Research Experience

My liberal arts education and strong quantitative skill set have allowed me to work on diverse research projects, some of which are highlighted below.

For more information about my research experience including a list of my publications, please review my curriculum vitae.

The Minnesota DNR estimates the size of the state's declining moose population with a traditional sightability model that assumes indpendence across years. Alternatively, my postdoc research at the University of Minnesota explores a model-based (Bayesian) approach that allows information to be shared across years. In addition, we can add spatially-explicit relationships to the model to better understand moose behavior.

Learn more at the Fieberg Lab's website here.

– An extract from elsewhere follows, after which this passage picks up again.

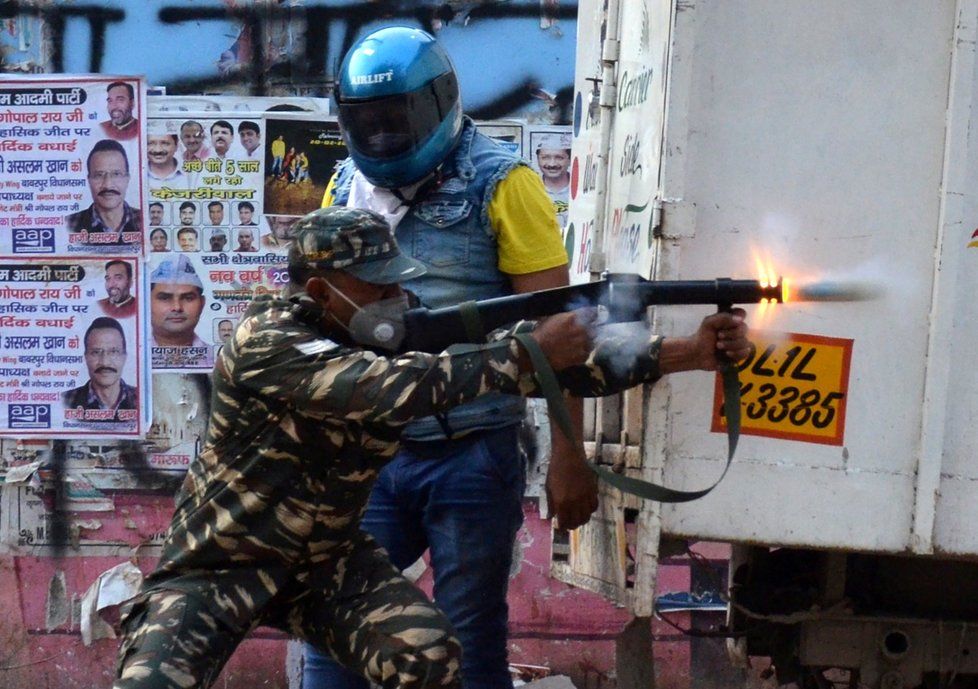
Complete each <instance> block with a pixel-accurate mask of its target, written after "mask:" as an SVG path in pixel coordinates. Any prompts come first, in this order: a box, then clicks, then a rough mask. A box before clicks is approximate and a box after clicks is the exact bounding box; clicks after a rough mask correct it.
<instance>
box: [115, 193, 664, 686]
mask: <svg viewBox="0 0 978 689" xmlns="http://www.w3.org/2000/svg"><path fill="white" fill-rule="evenodd" d="M325 210H332V209H325ZM343 210H344V211H345V210H346V209H343ZM317 212H322V211H317ZM356 212H357V213H364V211H356ZM302 239H303V237H302V236H301V233H300V236H299V237H297V241H296V244H298V245H299V246H300V249H299V250H302V249H301V247H302ZM308 249H309V247H308V246H307V247H306V250H308ZM395 251H396V248H395ZM337 258H339V257H337ZM290 260H291V259H290ZM351 272H352V271H351ZM320 318H321V313H316V311H315V308H314V305H313V306H310V304H309V300H301V299H299V300H297V301H296V300H293V301H284V300H279V299H275V298H273V297H271V296H269V295H264V296H260V297H258V298H256V299H255V301H254V302H253V303H252V305H251V306H250V307H249V310H248V312H247V313H246V314H245V316H244V318H243V320H242V322H241V323H240V324H239V325H238V328H237V329H236V331H235V333H234V336H233V337H232V339H231V340H230V341H229V342H228V344H227V345H226V346H225V347H224V348H223V349H222V351H221V354H220V356H219V358H218V362H217V364H216V366H215V369H214V382H213V395H212V409H211V417H210V424H209V427H208V432H207V439H206V442H205V444H204V447H203V449H202V451H201V453H200V455H199V456H198V457H197V458H196V459H195V461H194V462H193V463H192V464H191V467H190V470H189V472H188V474H187V477H186V479H185V481H184V484H183V490H182V496H181V501H180V502H179V504H178V507H177V510H176V513H175V515H174V517H173V520H172V522H171V524H170V528H169V530H168V532H167V536H166V539H165V542H164V545H163V552H162V557H161V559H160V562H159V565H158V566H157V569H156V570H155V571H154V572H153V573H152V574H150V575H149V576H148V577H147V579H146V582H145V584H144V587H143V590H142V591H141V593H140V594H139V596H137V597H136V599H135V600H134V601H133V604H132V606H131V608H130V610H129V612H128V614H127V616H126V618H125V621H124V627H123V628H124V630H125V638H124V640H123V643H122V647H121V650H120V655H119V675H118V677H119V679H118V680H117V682H116V684H115V686H116V687H117V688H119V689H122V688H129V687H137V686H138V687H168V688H169V687H173V688H181V689H183V688H187V687H206V686H209V684H210V683H211V682H213V681H214V679H215V678H216V677H217V675H218V673H219V672H220V669H221V667H222V666H223V665H224V663H225V662H226V661H227V659H228V657H230V655H231V653H232V652H233V650H234V648H235V647H236V646H237V645H238V643H240V641H241V640H242V639H243V638H244V636H245V635H246V634H247V633H248V632H249V631H250V630H251V629H253V628H255V627H256V626H258V625H259V624H263V625H270V626H273V627H277V628H279V629H283V630H285V631H287V632H288V633H290V634H292V635H294V636H296V637H298V638H301V639H304V640H306V641H309V642H311V643H313V644H315V645H317V646H319V647H320V648H323V649H325V650H327V651H328V652H330V653H332V654H333V655H334V656H335V657H336V658H337V659H338V660H339V661H340V662H341V663H342V664H343V665H345V666H347V667H349V668H351V669H353V670H355V671H357V672H360V673H361V674H363V675H365V676H366V677H368V678H369V679H371V680H372V681H373V682H375V683H377V684H379V685H381V686H382V687H433V686H446V687H456V686H458V678H457V671H458V665H459V655H460V649H459V645H458V642H457V641H456V640H455V639H454V637H453V636H452V634H451V631H450V625H449V623H448V621H447V620H446V619H445V617H444V616H443V615H442V614H441V613H440V612H439V611H438V610H437V608H435V607H434V606H433V605H432V604H431V603H430V602H428V600H427V599H426V598H425V597H424V595H423V594H422V593H421V592H420V591H418V590H417V589H416V588H415V587H414V586H413V585H412V584H411V583H409V582H408V581H407V580H406V579H404V578H403V577H402V576H401V575H400V573H399V572H398V571H397V570H395V569H394V567H393V566H392V565H391V564H390V563H389V562H388V560H387V557H386V555H385V554H384V552H383V551H382V550H381V549H380V548H379V547H378V546H377V545H376V544H375V543H374V541H373V539H372V538H371V537H370V536H368V535H367V534H365V533H364V532H362V531H360V530H359V528H358V524H359V520H360V516H361V514H362V512H363V510H364V506H365V504H366V501H367V497H368V495H369V492H370V488H371V486H372V484H373V481H374V478H375V477H376V475H377V472H378V470H379V469H380V467H381V466H383V464H384V463H385V462H387V461H389V460H390V458H391V457H392V456H393V455H394V453H395V451H396V450H397V446H398V436H399V434H400V430H401V428H402V427H403V426H404V425H405V424H406V423H408V422H409V421H411V420H413V419H416V418H420V417H423V416H428V415H431V414H433V413H438V412H441V411H444V410H447V409H449V408H450V407H453V406H455V405H458V404H461V403H463V402H466V401H468V400H471V399H473V398H475V397H476V396H478V395H479V394H481V393H484V392H487V391H490V390H499V391H502V392H506V393H510V394H530V393H531V392H533V388H534V384H533V382H532V380H531V379H530V377H529V376H523V377H520V376H519V374H518V367H517V363H516V361H517V356H518V350H517V345H516V343H515V340H513V339H512V338H510V337H505V335H504V334H501V335H500V336H499V337H497V338H496V341H495V342H492V343H490V344H487V345H484V346H481V347H476V346H472V345H460V346H456V347H453V348H451V349H450V350H449V351H447V352H444V353H442V354H438V355H432V354H423V353H408V354H404V355H401V356H395V357H390V358H384V357H380V356H378V355H377V354H375V353H373V352H370V351H366V350H364V349H362V348H359V347H355V346H351V345H346V344H341V343H339V342H335V341H333V340H330V339H327V337H326V335H325V333H324V332H323V331H322V330H321V329H320V327H319V326H318V323H319V321H320ZM640 350H641V355H640V356H638V357H637V358H636V357H634V356H633V355H629V357H630V358H631V359H632V360H633V363H632V365H630V366H628V367H626V369H625V370H623V371H619V372H616V371H615V370H614V369H612V368H611V367H610V365H609V364H608V362H610V361H612V360H613V359H615V358H616V357H618V356H619V355H620V354H621V351H622V343H621V342H619V341H618V340H609V341H608V342H606V343H603V344H602V345H600V346H599V347H598V348H596V350H595V352H594V353H593V354H592V361H591V362H589V365H587V366H581V367H576V368H575V369H574V370H568V371H566V372H565V373H564V374H562V375H561V379H562V382H563V383H565V384H566V385H567V386H568V388H569V389H572V390H573V392H575V394H583V393H590V394H607V393H610V392H614V391H617V390H620V389H623V388H625V387H630V386H632V385H635V384H637V383H639V382H641V381H643V380H650V379H653V378H655V377H656V376H657V352H658V340H657V339H653V340H652V342H651V346H650V344H649V341H648V339H647V338H645V339H644V340H643V342H642V344H641V345H640Z"/></svg>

As a PhD student at Auburn University, I studied soil respiration dynamics in longleaf pine forests, which are being restored in the southeastern US. Soil respiration is derived from microbial and root metabolism and is the largest flux of carbon dioxide from forests, thus this research is essential for understanding the overall carbon balance of these important forests.

Soybean rust is an invasive disease that is running rampant in the southeastern United States. I am currently collaborating with researchers from Auburn University Plant Pathology Department on a meta-analysis aimed at determining the efficacy for fungicide treatments to reduce soybean rust severity.

By understanding how to most efficiently use fungicides, I hope that farmers will be able to balance disease control with ecosystem and human health.

Photo credit Mary Delaney

Photo credit Janis Leighton (Flickr)

At Gustavus Adolphus College, my independent Biology Honors research was to create a comprehensive and site-specific tallgrass restoration plan for an 80-acre farm field adjacent to Gustavus' Linneaus Arboretum.

This plan has since been implemented and the prairie is now a teaching and research resource for current students.